| Taking the MA in English exam? This essay explains the exam’s format and guidelines…. Several years ago, the MA in English at DePaul abandoned the traditional
“comprehensive” Master’s exam format still used by many
MA programs. That model for the master’s exam requires students
to read a broad sampling of texts from numerous literary periods covered
in the program’s curriculum, such as Medieval, Renaissance, and
Victorian literature. Here’s how this format works: Each fall, the MA in English exam committee chooses 4-6 literary texts drawn from a variety of literary periods, genres, and traditions, along with a single critical essay that introduces a topic or theme developed prominently in these literary works. Some literary texts that have appeared on the exam in the past include King Lear, Song of Solomon, Villette, and The Beaux Strategem. Some recent topics have included: “the carnivalesque,” love and knowledge, and literary tradition and adaptation. To take the exam, students must have completed their coursework or be taking their final courses in the quarter in which the exam is offered. The exam takes place in the computer lab in SAC on a Saturday in April and in September of each calendar year. Students may bring to the exam only the works on the reading list. These texts may be annotated, but no secondary material or other sources will be allowed, except for a dictionary or thesaurus. The exam is divided into two periods--three hours in the morning and three hours in the afternoon, usually 9:00-12:00 and 1:00-4:00. In the morning half of the exam, students write two short essays (from a choice of four topics) which demonstrate their ability to perform close and meticulous readings of the formal and thematic features of individual passages drawn from the literary texts. The afternoon questions ask students to draw sustained and supportable connections among all of the texts on the exam, both literary and critical. The afternoon question will be sent one week in advance to students by e-mail. The committee encourages them to prepare diligently to write this question, but not to bring in actual drafts or notes. Well in advance of each exam, the program director in English will hold at least one orientation session to assist student in their preparations for the test. Please feel free to contact Professor Bartlett for further information. The MAE exam committee will evaluate the exams and deliver the results to the MA program director about a month after the exam date. The Director will notify students via e-mail. The exam grades are Distinction, Pass, and Fail.

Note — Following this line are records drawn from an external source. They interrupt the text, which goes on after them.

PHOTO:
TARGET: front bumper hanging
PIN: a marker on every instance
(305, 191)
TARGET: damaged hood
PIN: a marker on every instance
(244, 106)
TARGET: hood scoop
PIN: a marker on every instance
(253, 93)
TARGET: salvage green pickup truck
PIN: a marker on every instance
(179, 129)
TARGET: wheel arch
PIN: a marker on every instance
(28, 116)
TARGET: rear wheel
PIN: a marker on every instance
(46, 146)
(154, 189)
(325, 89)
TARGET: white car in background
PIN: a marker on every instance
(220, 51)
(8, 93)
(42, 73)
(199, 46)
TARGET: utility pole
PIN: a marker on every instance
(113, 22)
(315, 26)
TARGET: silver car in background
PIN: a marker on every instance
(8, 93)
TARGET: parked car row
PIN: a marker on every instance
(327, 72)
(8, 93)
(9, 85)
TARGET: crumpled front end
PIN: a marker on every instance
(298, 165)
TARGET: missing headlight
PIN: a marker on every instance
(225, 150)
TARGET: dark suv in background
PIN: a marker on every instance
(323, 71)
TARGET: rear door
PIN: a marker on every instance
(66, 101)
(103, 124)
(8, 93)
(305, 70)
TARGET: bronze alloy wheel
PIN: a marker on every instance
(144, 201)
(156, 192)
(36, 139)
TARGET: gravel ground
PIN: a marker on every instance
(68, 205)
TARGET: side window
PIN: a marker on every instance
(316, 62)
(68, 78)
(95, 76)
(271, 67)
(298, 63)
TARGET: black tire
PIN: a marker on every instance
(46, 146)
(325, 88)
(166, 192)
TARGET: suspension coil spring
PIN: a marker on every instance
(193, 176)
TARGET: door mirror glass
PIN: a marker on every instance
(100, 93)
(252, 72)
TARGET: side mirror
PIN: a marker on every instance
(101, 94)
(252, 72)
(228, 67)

The testing dates for 2005 are 2 April and 10 September, and the reading list is as follows: • William Shakespeare, The Tempest (Folger Shakespeare
Library) 0743482832 Individually, these works represent a broad range of genres, periods, and literary forms. Taken together, they offer provocative points of convergence and contrast on the general topic of “hegemony and power.” Benedetto Fontana [Hegemony and Power (Minneapolis: University of Minneapolis Press, 1993)] writes, “Hegemony is defined by [Antonio] Gramsci as intellectual and moral leadership whose principal constituting elements are consent and persuasion. A social group or class can be said to assume a hegemonic role to the extent that it articulates and proliferates throughout society cultural and ideological belief systems whose teachings are accepted as universally valid by the general population.” Hegemony can be exercised in oppressive ways in situations of a disparity of power within gender or economic relations or within the discourse of “race” and the experience of colonialism. Indeed, the cultural and literary canons can themselves be construed as hegemonic. In reading and researching the exam texts, the committee asks you to pay special attention to the relationship between these texts and other texts, both literary and non-literary, to which they can be seen to respond. To provide an introduction to these phenomena, the committee will make available (in the English Department office, for a nominal copying fee) an essay: • Paul Ransome, “The concept hegemony: a variable definition,” in Antonio Gramsci: a new introduction (New York: Harvester, Wheatsheaf, 1992), 132-55. Using the tools and strategies that you've learned in your coursework, read all of these texts critically and comparatively, and research their formal strategies, historical and cultural circumstances, and their reception in current critical discourse. You may bring to the exam only the five works on the reading list. Your texts can be annotated, but no secondary material or other sources will be allowed, except for a dictionary. While you are not expected to write a polished, “take-home” essay, your writing has to be correct and clear, and you have to respond to the questions posed with pointed, supported discussions. Students fail this exam when their writing is consistently incorrect, when they ignore or misunderstand the questions posed, or when they do not respond to the required number of questions. Pace yourself. Leave time to revise and edit what you write. Diskettes will be distributed for the exam; do not bring your own. In
case of a computer malfunction, another computer will be provided, but
it is your responsibility to save your work. The exam is divided into
two periods--three hours in the morning and three hours in the afternoon,
usually 9:00-12:00 and 1:00-4:00. These time limits will be strictly enforced;
you must stop writing when the end of each period is announced. After
each period is over, you may print out your discussion for that period.